Lipid rafts are specialized, cholesterol-rich membrane compartments that help to organize transmembrane signaling by restricting or promoting interactions with subsets of the cellular proteome. The hypothesis driving this study was that identifying proteins whose relative abundance in rafts is altered by the abused psychostimulant methamphetamine would contribute to fully describing the pathways involved in acute and chronic effects of the drug. Using a detergent-free method for preparing rafts from rat brain striatal membranes, we identified density gradient fractions enriched in the raft protein flotillin but deficient in calnexin and the transferrin receptor, markers of non-raft membranes.
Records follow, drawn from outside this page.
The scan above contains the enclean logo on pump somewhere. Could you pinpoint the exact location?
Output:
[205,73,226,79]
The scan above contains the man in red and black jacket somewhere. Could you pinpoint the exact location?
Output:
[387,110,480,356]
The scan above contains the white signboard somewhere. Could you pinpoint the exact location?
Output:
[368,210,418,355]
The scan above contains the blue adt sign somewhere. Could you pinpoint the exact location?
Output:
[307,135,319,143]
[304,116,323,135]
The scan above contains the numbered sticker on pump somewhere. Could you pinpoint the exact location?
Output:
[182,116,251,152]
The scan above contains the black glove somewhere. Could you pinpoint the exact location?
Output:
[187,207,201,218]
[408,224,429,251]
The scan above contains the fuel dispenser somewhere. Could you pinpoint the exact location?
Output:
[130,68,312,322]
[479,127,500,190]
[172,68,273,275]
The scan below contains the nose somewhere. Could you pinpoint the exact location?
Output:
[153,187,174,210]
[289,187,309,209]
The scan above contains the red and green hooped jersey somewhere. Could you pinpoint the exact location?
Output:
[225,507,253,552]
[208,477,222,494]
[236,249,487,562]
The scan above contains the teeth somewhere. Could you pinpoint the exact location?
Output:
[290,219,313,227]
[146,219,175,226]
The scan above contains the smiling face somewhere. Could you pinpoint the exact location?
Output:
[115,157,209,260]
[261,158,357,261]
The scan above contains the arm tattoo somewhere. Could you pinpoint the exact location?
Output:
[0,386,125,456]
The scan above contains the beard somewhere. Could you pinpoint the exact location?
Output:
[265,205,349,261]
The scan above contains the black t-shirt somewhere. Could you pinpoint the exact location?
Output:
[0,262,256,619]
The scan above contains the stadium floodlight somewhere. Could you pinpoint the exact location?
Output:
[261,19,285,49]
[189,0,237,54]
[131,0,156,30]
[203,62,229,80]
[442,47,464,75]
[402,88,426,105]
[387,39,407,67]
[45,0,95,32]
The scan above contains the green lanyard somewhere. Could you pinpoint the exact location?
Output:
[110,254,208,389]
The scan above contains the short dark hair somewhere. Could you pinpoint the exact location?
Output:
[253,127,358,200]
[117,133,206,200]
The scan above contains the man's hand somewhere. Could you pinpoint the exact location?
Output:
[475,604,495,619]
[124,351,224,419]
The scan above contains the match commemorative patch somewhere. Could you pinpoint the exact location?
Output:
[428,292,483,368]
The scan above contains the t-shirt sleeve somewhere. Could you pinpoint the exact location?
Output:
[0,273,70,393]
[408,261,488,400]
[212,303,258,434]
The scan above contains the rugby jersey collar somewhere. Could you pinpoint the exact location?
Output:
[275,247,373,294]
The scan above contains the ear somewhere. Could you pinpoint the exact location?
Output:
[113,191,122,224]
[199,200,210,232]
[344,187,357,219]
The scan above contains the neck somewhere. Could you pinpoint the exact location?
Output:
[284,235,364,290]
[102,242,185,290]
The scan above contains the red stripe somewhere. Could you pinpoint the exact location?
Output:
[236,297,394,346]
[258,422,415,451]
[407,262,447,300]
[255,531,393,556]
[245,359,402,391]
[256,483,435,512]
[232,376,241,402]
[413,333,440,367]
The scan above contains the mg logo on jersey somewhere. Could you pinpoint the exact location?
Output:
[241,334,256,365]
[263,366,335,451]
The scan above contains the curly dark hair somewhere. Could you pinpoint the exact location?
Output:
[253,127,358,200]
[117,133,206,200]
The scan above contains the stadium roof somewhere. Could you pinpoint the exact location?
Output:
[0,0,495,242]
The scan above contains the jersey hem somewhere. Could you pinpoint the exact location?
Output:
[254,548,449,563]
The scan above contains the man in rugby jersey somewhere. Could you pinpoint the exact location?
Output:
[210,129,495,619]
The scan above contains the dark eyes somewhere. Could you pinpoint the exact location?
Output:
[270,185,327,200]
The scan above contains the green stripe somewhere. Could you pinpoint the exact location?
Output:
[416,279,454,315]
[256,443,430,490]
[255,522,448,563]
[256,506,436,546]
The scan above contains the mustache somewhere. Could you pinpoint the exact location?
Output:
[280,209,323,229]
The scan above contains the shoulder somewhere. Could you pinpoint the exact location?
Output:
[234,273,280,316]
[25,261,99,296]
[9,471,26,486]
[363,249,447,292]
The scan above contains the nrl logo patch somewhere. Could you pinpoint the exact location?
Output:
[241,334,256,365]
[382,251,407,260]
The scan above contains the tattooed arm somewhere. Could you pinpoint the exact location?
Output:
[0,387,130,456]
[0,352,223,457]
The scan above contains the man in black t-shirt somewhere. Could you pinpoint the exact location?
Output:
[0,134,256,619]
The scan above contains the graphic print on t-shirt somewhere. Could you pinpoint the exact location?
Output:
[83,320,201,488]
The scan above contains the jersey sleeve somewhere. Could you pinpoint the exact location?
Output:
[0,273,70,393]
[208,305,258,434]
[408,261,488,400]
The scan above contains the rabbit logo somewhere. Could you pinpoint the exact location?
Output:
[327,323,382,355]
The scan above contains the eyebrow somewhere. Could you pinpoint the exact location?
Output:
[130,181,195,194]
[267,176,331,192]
Dopamine D1- and D2-like receptor binding activity was highly enriched in the raft fractions, but pretreating rats with methamphetamine (2 mg/kg) once or repeatedly for 11 days did not alter the distribution of the receptors. LC-MS analysis of the protein composition of raft fractions from rats treated once with methamphetamine or saline identified methamphetamine-induced changes in the relative abundance of 23 raft proteins, including the monomeric GTP-binding protein Rab10, whose abundance in rafts was decreased 2.1-fold by acute methamphetamine treatment. Decreased raft localization was associated with a selective decrease in the abundance of Rab10 in a membrane fraction that includes synaptic vesicles and endosomes. Inhibiting Rab10 activity by pan-neuronal expression of a dominant-negative Rab10 mutant in Drosophila melanogaster decreased methamphetamine-induced activity and mortality and decreased caffeine-stimulated activity but not mortality, whereas inhibiting Rab10 activity selectively in cholinergic neurons had no effect. These results suggest that activation and redistribution of Rab10 is critical for some of the behavioral effects of psychostimulants.